これが良い、悪いを意味するわけではなくて、これは変え難い作品の特徴だ。ファンとしてはすっきりとアベンジャーズの一員としてのスパイダーマンが見たい気持ちもある一方、過去のスパイダーマン作品の実績も無下にできないので、水と油が混ざらなそう・・・でも何とか混ざってくれた!みたいな落とし込みが上手くできている。

背景や事情に触れるのはやめて、どうしても本編を見る側は過去のスパイダーマンとの比較を始めるので、なんとかホームカミングは別印象を与えなければいけなかった。そう考えると、アベンジャーズの世界観にスパイダーマンが登場するという絶妙の絡みと、ド定番だったクモやベンおじさんなどのシーンをばっさり切る構成は見事。

新たな力を手に入れるワクワクの代わりに、スタークからプレゼントされたハイテクスーツと、ベンおじさんのような教育者にアイアンマン。それと反面教師的にバルチャーが登場することで、この作品の脇がしまる。このおかげでトム君は天真爛漫にスパイダーマンに扮する事が出来たと思う。

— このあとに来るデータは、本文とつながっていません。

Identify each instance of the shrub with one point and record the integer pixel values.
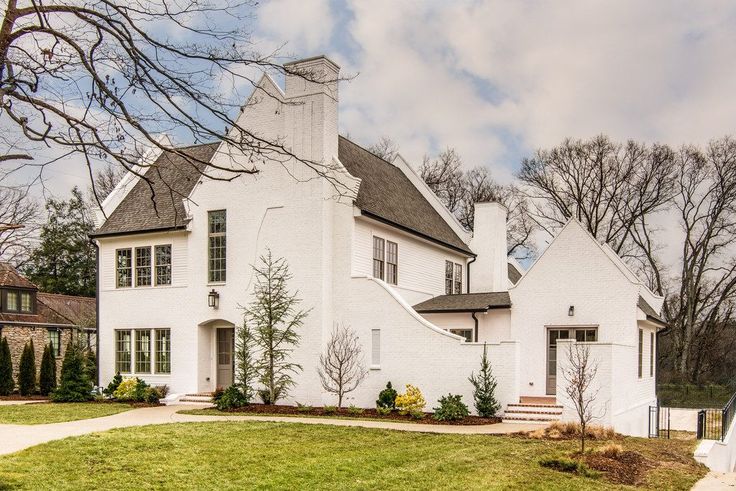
(7, 384)
(412, 400)
(74, 385)
(451, 408)
(232, 398)
(355, 410)
(387, 398)
(27, 371)
(47, 378)
(113, 385)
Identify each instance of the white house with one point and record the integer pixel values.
(376, 251)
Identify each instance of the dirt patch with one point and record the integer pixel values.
(366, 414)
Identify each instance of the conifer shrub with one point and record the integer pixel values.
(27, 371)
(7, 384)
(47, 377)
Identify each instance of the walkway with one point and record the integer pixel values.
(18, 437)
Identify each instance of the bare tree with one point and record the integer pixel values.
(459, 190)
(105, 78)
(385, 148)
(341, 367)
(19, 224)
(579, 375)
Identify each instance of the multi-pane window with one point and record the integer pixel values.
(379, 257)
(124, 268)
(641, 351)
(55, 341)
(142, 266)
(449, 276)
(392, 262)
(123, 355)
(163, 351)
(163, 264)
(216, 265)
(142, 351)
(458, 279)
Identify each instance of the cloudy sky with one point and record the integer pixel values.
(498, 79)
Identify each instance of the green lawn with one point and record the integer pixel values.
(240, 455)
(49, 412)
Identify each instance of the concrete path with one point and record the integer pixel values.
(18, 437)
(717, 481)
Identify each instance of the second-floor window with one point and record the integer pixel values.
(379, 257)
(124, 268)
(142, 266)
(216, 261)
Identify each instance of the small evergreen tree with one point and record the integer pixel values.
(74, 385)
(484, 388)
(47, 378)
(7, 384)
(27, 371)
(245, 362)
(275, 319)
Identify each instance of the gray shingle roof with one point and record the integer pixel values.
(386, 193)
(466, 302)
(172, 177)
(651, 314)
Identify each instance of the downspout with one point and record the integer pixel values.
(467, 268)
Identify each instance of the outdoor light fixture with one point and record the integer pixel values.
(213, 299)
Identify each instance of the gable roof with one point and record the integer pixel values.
(172, 177)
(465, 302)
(387, 194)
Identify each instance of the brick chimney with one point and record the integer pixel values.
(489, 272)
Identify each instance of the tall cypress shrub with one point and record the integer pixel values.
(47, 378)
(7, 384)
(27, 371)
(74, 385)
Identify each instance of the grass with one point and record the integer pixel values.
(260, 455)
(42, 413)
(693, 396)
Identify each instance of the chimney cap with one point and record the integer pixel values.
(311, 59)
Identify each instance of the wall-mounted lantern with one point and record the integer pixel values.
(213, 299)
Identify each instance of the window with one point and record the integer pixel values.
(55, 341)
(392, 262)
(449, 275)
(458, 279)
(466, 333)
(11, 301)
(163, 351)
(163, 264)
(379, 249)
(651, 354)
(142, 266)
(26, 302)
(124, 268)
(216, 246)
(375, 347)
(142, 351)
(122, 351)
(641, 350)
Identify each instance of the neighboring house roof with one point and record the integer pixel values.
(514, 274)
(466, 302)
(9, 277)
(157, 202)
(388, 195)
(651, 314)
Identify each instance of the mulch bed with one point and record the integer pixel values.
(366, 414)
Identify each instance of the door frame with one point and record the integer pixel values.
(570, 328)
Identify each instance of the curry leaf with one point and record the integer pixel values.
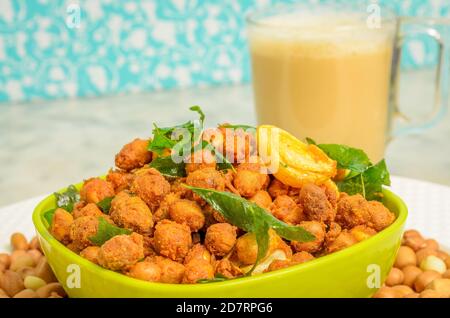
(244, 127)
(251, 218)
(105, 204)
(106, 231)
(68, 198)
(162, 137)
(368, 183)
(160, 141)
(167, 167)
(350, 158)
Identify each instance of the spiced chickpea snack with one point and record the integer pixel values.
(159, 220)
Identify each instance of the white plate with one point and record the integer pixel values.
(428, 203)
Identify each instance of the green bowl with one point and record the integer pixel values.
(356, 271)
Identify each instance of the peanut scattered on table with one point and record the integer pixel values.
(421, 270)
(25, 272)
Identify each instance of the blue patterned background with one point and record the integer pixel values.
(131, 46)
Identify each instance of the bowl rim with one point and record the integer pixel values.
(119, 278)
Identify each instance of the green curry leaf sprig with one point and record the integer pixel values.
(163, 140)
(362, 176)
(65, 200)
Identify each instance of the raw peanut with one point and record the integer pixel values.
(34, 244)
(19, 242)
(403, 290)
(21, 262)
(395, 277)
(405, 257)
(11, 283)
(441, 285)
(47, 290)
(412, 295)
(410, 273)
(26, 293)
(415, 242)
(5, 259)
(35, 254)
(433, 263)
(34, 282)
(423, 253)
(424, 279)
(432, 244)
(386, 292)
(44, 271)
(429, 293)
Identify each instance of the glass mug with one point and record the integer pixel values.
(331, 71)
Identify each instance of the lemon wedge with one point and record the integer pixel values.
(292, 161)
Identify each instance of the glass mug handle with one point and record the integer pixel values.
(440, 83)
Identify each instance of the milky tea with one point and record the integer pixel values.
(324, 76)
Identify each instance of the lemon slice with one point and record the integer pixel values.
(292, 161)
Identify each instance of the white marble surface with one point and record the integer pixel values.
(47, 145)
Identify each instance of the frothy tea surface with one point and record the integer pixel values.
(324, 76)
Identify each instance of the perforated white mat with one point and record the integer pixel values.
(428, 204)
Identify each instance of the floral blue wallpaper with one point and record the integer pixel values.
(54, 48)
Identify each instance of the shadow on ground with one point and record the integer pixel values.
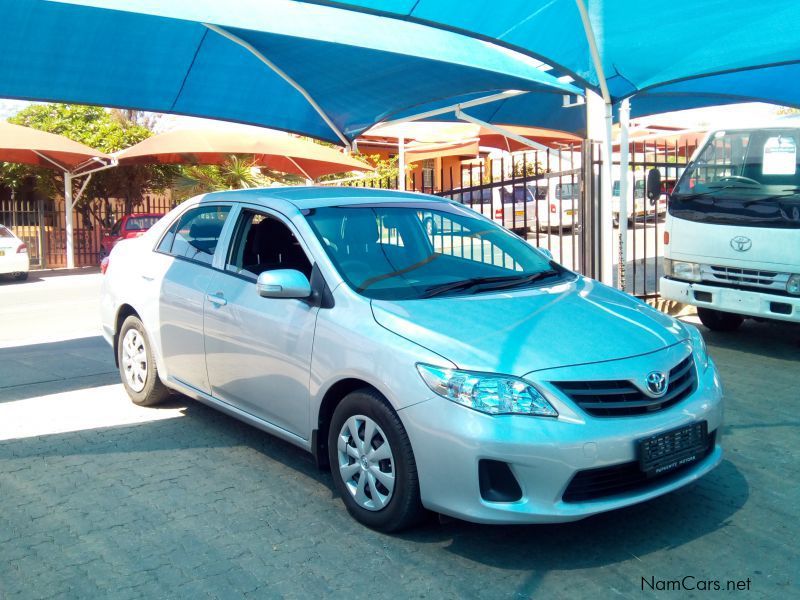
(54, 367)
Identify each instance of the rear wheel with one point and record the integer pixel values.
(716, 320)
(137, 367)
(372, 463)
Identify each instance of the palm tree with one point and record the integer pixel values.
(235, 173)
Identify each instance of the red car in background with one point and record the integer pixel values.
(128, 226)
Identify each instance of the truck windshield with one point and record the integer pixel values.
(743, 177)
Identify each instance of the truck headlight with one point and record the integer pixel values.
(793, 285)
(682, 270)
(485, 392)
(698, 346)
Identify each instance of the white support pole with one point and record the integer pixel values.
(401, 164)
(68, 219)
(448, 109)
(606, 226)
(624, 123)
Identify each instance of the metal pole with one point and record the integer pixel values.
(624, 158)
(68, 219)
(401, 164)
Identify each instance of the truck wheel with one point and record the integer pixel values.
(717, 320)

普通に考えてみれば、そこらのガキんちょより特質的な力を持って、正体を隠して人助けを続けているような、かなり意識の高い少年ですよ。そのうえ学業の成績も優秀だし賢い思考を持つ少年でも、リミッターを外してスーツレディといちゃいちゃできるようになったら、頭のネジがぶっとぶように若気の至りし放題になるということですね。自分の行動一つで周りがどうなるか、もうちょっと考えなさいよ。

そんなトム君でもしっかり耳を傾け、自分なりにヒーローや正義について吸収しようとしたオトナがアイアンマンとバルチャー。特にこのバルチャーはアイアンマンに対しても因縁を生んでいる設定があり憎みきれない悪役。力を振りかざし、俺つええええアピールで内輪揉めするわけでもなく、仕事仲間や自分の家族を考えて行動できる人間味あるキャラクター。それをかつてのバードマンであるマイケル・キートンが演じるという素晴らしくニクいキャスティング。 スタークに対しても、選ばれた人間としてピーターは“ヒーローとして”認められたい気持ちが強く現れる。

だからこの映画ではスパイダーマンをヒーローとして見るのではない。むしろ、ピーターと一緒に観る側も客観的に、アベンジャーズとか色々あるけど、それでもスパイダーマンという存在を皆んなで再確認しようよ。みたいな映画だと思う。そんなに堅苦しく壮大な映画ではない。最後はラモーンズの「Blitzkrieg Bop」が流せるくらいの清々しさが待っている!